Going deep. But are we getting
to the roots of distress?
A recent example of such a new treatment is Deep Brain Stimulation (DBS) DBS seems to be helpful to people experiencing a range of motor-related physical problems, and is most commonly used with people experiencing Parkinson’s disease. Implantation of electronic devices to help people to overcome physical conditions seems to make sense, and qualitative explorations of the impact of DBS for people with primary dystonia (a condition characterised by involuntary muscle spasms) suggest its effects can be life-transforming.
But, there is a danger here that may come from the magnetic attraction of the shiny and new. In particular I was somewhat concerned to learn of possible mission creep for DBS. If it’s good for the difficulties above might it also help with other problems? DBS is currently being piloted for use with people experiencing emotional distress. This results from mood-related side-effects that were reported by people being treated for physical conditions with DBS. People diagnosed with depression and people diagnosed with Obsessive Compulsive Disorder (OCD) have been part of pilot trials to see whether DBS can help them. Some of the language used in the reporting of these trials seems, at the very least, detached from the human experience of depression:
‘DBS to different sites allows interfering with dysfunctional network function implicated in major depression’. (Link).
‘OCD is essentially the result of faulty wiring in the brain’. (Link)

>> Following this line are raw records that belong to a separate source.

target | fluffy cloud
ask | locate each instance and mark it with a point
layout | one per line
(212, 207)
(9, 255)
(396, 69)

Who decides what the correct state of mind someone should experience is? What if people felt better when nothing had apparently been changed in relation to the DBS implants: is it a result of their efforts, related to the DBS, or to something else? Given control over one’s own implants, might it become possible to become somewhat lost, chasing some idealised emotional state, unsure if what one was feeling in the present was genuine? There is an overlap here with possible interpretations people might make with medications. However, people have more control over their medications: they can often choose to stop taking them, and if they do, there is no hardware to surgically remove.
According to the National Institute of Mental Health DBS carries risks associated with any type of brain surgery. For example, the procedure may lead a number of unwanted effects including: bleeding in the brain or stroke, infection, disorientation or confusion, mood changes, movement disorders, light-headedness and trouble sleeping.
‘OCD-UK do not recommend DBS as a treatment for OCD and remain concerned that the dangers associated with the procedure continue to be overlooked by the medical community when much safer and less invasive treatments remain available.’
So when we are presented with miraculous-sounding cures, perhaps we need to exercise healthy scepticism and, whilst not automatically dismissing them, ask some relatively straightforward questions:
- On which evidence shall our decisions be based?
- In whose interests was that evidence collected and presented?
- Who stands to benefit from the treatment? This extends beyond potential recipients to the companies producing them, and the reputations of the people associated with them.
- And last but never least, do the potential benefits outweigh the risks?